See what I mean? All the things I’ve been learning and observing have come together in what is frankly a pretty nasty picture. It’s not at all that doctors are gouging us; it’s the US for-profit health system. Every health system in the world has challenges of various sorts, but none has the problems we face here.
Don’t believe me? Go look at this Facebook post and see what an American living in Australia recently paid for three days in the hospital: $27. For the meds.
We can do better, folks.
But what to do? Others are working at restructuring incentives, but if you need help now, that’s no use. Until things change, see the conclusion of the Patient Power post for my recommendation: learn how to express your belief that while you love good healthcare, costs are important too.
See, I’ve also learned that if we don’t speak up, they say “My patients aren’t worried about this, so leave us alone.”
bev M.D. says
Good post. I have been thinking in recent days about emailing my (democrat) senators that the dems have a real opportunity to make health care their signature issue in 2018/2020 -NOT how to pay for it, but how to make the system work better for us. I think that would resonate with every person who’s ever interacted with this ‘system.’ (Not that I have any illusions it would have any effect whatsoever, but it would make me feel better to send it)
e-Patient Dave says
I say go for it. If nothing else, it’s hard to deny that we’re in unstable times, and you never know what might happen.
Besides, I believe in expressing ourselves!
Brenda Denzler says
Does my heart good to see you both acknowledge the skill and commitment of the doctors who saved your life (as mine have saved mine — twice), while at the same time shining a big spotlight on the systemic ills of our health care institutions. Preach it, Dave!!!!
William Hernandez says
US health care costs 17% of GDP, a staggering $3.2 trillion or $10k per year per person. Costs are twice as much as those of other developed nations and the results are worse, Americans live 4% less, and are in worse health than citizens of other OECD countries. Health care is unevenly distributed, many have no access or poor access to it and it is extremely expensive and unpredictable. My 5 year old fell in the bath tub in Miami, Florida, he needed 8 stitches, a simple procedure, but our wait was five hours and our bill at the Miami Children Hospital emergency room turned out to be $14,700
e-Patient Dave says
That’s appalling and all too unsurprising. Did you get an itemized bill for the $14,700 that could be posted somewhere for people to see?

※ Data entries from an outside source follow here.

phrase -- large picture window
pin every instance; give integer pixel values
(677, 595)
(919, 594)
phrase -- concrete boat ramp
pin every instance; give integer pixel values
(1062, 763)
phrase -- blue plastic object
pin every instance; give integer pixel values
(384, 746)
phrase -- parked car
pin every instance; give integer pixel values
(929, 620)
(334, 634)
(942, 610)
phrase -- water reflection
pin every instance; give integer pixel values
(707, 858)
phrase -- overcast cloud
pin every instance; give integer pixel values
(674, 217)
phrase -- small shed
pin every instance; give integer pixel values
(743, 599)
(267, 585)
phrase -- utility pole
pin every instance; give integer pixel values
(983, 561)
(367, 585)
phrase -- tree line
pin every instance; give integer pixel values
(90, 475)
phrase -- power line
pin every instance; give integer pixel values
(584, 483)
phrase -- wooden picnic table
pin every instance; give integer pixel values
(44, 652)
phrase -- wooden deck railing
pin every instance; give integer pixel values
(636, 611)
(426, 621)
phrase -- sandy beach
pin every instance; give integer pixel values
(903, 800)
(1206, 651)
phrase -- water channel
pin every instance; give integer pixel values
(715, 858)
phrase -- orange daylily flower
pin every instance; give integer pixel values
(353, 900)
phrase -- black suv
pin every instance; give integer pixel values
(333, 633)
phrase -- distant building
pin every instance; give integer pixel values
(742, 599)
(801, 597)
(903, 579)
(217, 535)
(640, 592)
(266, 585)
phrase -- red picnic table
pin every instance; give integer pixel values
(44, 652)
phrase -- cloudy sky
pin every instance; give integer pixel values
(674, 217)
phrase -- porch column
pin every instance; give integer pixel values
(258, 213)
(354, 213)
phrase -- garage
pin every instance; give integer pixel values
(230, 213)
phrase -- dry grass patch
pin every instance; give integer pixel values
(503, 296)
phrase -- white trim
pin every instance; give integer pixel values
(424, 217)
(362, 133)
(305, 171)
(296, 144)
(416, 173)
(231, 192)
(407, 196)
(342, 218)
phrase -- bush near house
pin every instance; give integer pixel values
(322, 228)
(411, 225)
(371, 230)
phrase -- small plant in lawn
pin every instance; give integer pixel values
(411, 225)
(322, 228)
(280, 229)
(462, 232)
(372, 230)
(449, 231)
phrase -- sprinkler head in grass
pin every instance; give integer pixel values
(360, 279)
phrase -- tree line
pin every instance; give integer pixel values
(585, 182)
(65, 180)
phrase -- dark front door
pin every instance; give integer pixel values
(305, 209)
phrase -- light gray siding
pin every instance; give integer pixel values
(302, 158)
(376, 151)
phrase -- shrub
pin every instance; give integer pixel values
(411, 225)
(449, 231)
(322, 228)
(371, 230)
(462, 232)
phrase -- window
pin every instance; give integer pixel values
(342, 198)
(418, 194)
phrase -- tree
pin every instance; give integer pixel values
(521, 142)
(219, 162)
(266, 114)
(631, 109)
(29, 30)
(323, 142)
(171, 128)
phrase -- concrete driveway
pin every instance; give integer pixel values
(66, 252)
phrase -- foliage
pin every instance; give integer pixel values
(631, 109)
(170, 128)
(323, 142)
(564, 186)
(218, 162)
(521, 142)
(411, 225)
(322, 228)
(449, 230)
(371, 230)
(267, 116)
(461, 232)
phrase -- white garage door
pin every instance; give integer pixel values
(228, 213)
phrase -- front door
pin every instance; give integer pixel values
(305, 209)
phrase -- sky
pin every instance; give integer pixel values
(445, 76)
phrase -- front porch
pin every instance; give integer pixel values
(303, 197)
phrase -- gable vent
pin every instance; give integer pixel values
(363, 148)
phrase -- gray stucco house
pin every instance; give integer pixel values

I keep encouraging people to ask “What will this cost me?” and not take “We don’t know” for an answer. Sooner or later it will get ugly and the upsets will lead to SOME change – even though it might be the worst case, where hospitals start hiring security guards to fight off money questions.
So sorry you (especially your son) had to go through that.
William Hernandez says
Thank you Dave I wish I’d still have the bill to show you here but we only paid
$3k and the rest was paid for by the insurance.